Databricks Certified Associate Developer for Apache Spark — Question 193
A data engineer is implementing a streaming pipeline with watermarking to handle late-arriving records. The engineer has written the following code:
inputStream
.withWatermark ("event_time", "10 minutes")
.groupBy (window ("event_time", "15 minutes"))
.count ()
What happens to data that arrives after the watermark threshold?
Answer options
- A. Records that arrive later than the watermark threshold (10 minutes) will automatically be included in the aggregation if they fall within the 15-minute window.
- B. Any data arriving more than 10 minutes after the watermark threshold will be ignored and not included in the aggregation.
- C. Data arriving more than 10 minutes after the latest watermark will still be included in the aggregation but will be placed into the next window.
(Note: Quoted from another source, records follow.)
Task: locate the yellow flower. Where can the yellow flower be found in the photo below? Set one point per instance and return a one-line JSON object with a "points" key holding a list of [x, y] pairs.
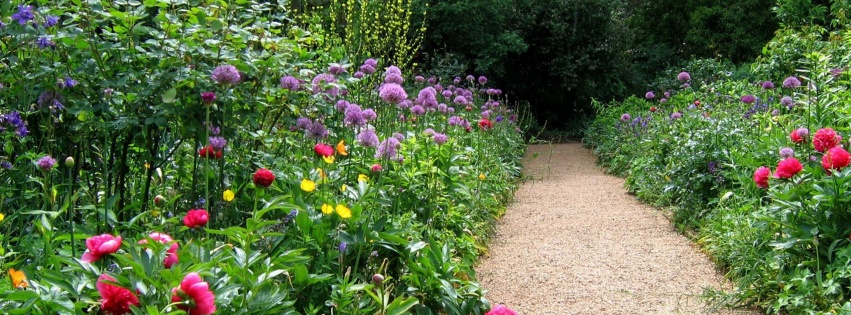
{"points": [[341, 148], [344, 211], [228, 195], [19, 279], [327, 209]]}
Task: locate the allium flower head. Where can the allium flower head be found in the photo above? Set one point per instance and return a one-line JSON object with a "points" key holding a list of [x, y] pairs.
{"points": [[114, 300], [99, 246], [226, 74], [788, 167], [791, 83], [825, 139], [760, 177], [194, 296]]}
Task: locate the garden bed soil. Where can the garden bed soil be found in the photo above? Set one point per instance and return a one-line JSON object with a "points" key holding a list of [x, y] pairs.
{"points": [[574, 242]]}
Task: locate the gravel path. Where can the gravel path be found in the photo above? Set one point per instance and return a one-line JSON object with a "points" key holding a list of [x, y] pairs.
{"points": [[574, 242]]}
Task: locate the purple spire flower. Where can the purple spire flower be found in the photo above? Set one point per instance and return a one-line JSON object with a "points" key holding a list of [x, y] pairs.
{"points": [[218, 143], [791, 83], [226, 74], [44, 42], [290, 83], [649, 95], [368, 138], [46, 163], [392, 93], [440, 138], [50, 21], [24, 14]]}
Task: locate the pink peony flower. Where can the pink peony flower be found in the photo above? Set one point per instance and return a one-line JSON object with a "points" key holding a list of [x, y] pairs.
{"points": [[115, 300], [760, 177], [195, 296], [171, 253], [100, 245], [825, 138], [501, 310], [196, 218], [835, 159], [788, 168]]}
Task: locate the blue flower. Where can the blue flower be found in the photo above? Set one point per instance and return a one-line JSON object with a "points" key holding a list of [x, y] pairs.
{"points": [[24, 14]]}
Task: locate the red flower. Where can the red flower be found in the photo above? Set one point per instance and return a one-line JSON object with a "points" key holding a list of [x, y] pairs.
{"points": [[760, 177], [788, 168], [825, 139], [835, 159], [263, 178], [195, 295], [115, 300], [209, 152], [171, 253], [323, 149], [100, 245], [485, 124], [196, 218]]}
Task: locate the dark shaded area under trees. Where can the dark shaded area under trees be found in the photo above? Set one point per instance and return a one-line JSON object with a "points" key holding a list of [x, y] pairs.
{"points": [[559, 54]]}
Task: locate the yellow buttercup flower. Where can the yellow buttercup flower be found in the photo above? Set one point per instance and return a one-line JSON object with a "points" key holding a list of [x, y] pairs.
{"points": [[344, 211], [19, 279], [341, 148], [327, 209], [308, 185], [228, 195]]}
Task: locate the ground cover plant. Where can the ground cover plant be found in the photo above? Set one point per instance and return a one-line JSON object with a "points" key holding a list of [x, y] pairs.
{"points": [[167, 157], [754, 161]]}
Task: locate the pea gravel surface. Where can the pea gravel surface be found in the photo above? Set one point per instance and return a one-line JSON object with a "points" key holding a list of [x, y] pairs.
{"points": [[575, 242]]}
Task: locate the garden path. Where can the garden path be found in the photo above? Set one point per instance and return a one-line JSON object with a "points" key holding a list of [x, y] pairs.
{"points": [[574, 242]]}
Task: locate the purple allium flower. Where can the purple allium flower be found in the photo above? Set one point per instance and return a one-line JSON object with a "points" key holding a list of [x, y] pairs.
{"points": [[218, 143], [290, 83], [23, 15], [367, 69], [369, 114], [387, 149], [440, 138], [393, 78], [649, 95], [302, 123], [226, 74], [50, 21], [317, 131], [46, 163], [791, 83], [45, 42], [208, 98], [788, 102], [336, 69], [368, 138], [417, 110], [392, 93]]}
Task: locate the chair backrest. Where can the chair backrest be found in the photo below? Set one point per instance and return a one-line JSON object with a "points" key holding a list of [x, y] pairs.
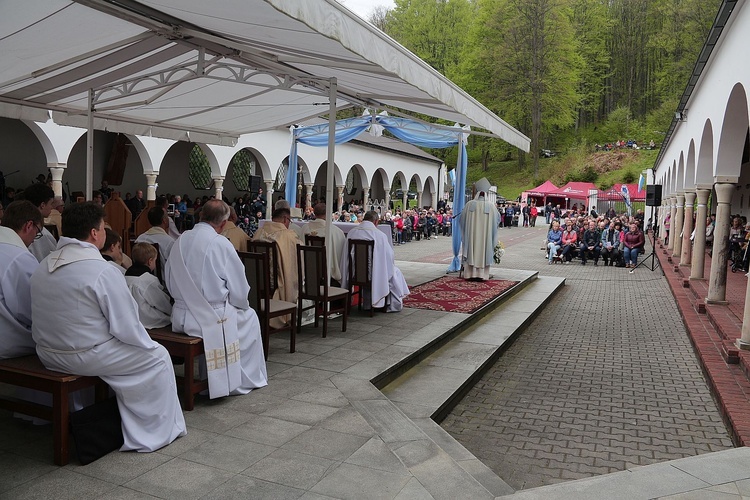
{"points": [[52, 228], [271, 250], [360, 261], [313, 271], [159, 272], [256, 273], [314, 240]]}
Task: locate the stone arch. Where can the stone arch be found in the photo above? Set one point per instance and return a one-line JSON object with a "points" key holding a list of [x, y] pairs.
{"points": [[732, 137], [680, 174], [257, 169], [358, 178], [690, 173], [704, 167], [44, 142], [418, 184], [379, 185], [279, 185]]}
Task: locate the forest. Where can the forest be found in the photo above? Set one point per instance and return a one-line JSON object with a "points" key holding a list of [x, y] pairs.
{"points": [[569, 74]]}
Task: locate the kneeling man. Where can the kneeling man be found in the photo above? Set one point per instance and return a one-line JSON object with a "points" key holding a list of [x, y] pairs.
{"points": [[206, 277], [84, 321]]}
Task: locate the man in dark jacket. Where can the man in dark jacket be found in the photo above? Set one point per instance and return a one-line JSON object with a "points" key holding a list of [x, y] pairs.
{"points": [[591, 244]]}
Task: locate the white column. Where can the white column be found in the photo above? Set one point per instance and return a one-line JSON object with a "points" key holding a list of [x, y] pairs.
{"points": [[269, 199], [699, 245], [57, 173], [687, 229], [151, 187], [677, 224], [672, 225], [340, 197], [308, 195], [219, 186], [717, 282]]}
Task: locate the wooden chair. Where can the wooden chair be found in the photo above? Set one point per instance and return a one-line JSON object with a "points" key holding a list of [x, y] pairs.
{"points": [[314, 240], [269, 248], [159, 272], [360, 255], [314, 285], [258, 277]]}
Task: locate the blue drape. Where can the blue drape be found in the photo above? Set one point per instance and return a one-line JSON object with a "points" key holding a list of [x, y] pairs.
{"points": [[317, 135], [459, 200], [410, 131]]}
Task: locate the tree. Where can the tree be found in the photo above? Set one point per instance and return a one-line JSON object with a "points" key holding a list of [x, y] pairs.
{"points": [[536, 67]]}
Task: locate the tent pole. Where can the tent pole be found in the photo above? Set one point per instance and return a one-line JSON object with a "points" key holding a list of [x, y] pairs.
{"points": [[90, 149], [330, 165]]}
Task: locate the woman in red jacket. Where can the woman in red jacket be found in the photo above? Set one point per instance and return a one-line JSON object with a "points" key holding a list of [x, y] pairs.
{"points": [[633, 241]]}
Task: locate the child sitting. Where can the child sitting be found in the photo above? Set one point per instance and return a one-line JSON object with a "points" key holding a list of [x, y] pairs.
{"points": [[154, 305]]}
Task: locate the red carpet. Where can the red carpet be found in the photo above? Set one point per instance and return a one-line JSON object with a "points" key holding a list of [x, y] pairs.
{"points": [[452, 294]]}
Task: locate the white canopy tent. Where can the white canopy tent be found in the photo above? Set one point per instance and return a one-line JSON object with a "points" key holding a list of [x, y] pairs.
{"points": [[209, 71]]}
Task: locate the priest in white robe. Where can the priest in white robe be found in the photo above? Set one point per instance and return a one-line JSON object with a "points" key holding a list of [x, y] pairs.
{"points": [[206, 278], [317, 227], [20, 226], [387, 280], [42, 196], [478, 224], [84, 321], [158, 234]]}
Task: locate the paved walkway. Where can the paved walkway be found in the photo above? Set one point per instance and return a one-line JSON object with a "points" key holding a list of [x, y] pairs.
{"points": [[321, 429], [604, 380]]}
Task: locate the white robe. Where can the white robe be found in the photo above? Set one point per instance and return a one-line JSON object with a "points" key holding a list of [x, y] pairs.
{"points": [[154, 306], [386, 277], [317, 227], [160, 237], [43, 246], [220, 276], [16, 266], [84, 321], [478, 223]]}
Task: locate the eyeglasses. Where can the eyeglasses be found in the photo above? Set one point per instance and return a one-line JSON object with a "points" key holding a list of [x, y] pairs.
{"points": [[38, 231]]}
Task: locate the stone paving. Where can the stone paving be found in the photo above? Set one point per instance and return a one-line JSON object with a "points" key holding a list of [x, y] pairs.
{"points": [[322, 430], [603, 380]]}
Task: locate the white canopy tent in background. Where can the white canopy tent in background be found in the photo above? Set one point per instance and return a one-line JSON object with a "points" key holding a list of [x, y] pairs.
{"points": [[209, 71]]}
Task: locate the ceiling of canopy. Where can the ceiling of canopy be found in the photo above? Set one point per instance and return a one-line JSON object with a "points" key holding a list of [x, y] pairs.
{"points": [[209, 71]]}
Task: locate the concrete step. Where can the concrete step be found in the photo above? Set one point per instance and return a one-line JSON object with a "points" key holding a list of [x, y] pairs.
{"points": [[429, 389]]}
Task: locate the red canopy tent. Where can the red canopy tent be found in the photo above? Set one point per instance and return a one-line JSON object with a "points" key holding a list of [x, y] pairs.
{"points": [[615, 193], [538, 194], [572, 191]]}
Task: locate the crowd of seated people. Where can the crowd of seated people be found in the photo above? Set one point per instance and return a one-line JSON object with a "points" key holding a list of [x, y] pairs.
{"points": [[616, 241]]}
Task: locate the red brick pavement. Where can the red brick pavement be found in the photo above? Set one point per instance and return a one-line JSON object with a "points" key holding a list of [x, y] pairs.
{"points": [[713, 331]]}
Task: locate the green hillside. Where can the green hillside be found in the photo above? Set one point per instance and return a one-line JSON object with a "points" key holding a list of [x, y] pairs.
{"points": [[603, 168]]}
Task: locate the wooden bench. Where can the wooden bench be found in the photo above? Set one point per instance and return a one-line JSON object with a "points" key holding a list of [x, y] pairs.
{"points": [[183, 346], [29, 372]]}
- D. The watermark ensures that late data arriving within 10 minutes of the latest event_time will be processed and included in the windowed aggregation.
Correct answer: B
Explanation
The correct answer is B because records that arrive more than 10 minutes after the watermark threshold are considered late and are dropped from the aggregation. Option A is incorrect as it suggests late records are included, which contradicts the watermark's purpose. Option C is also wrong because late data does not shift to the next window; it's ignored altogether. Option D misrepresents the behavior of the watermark, which does not process data arriving later than the threshold.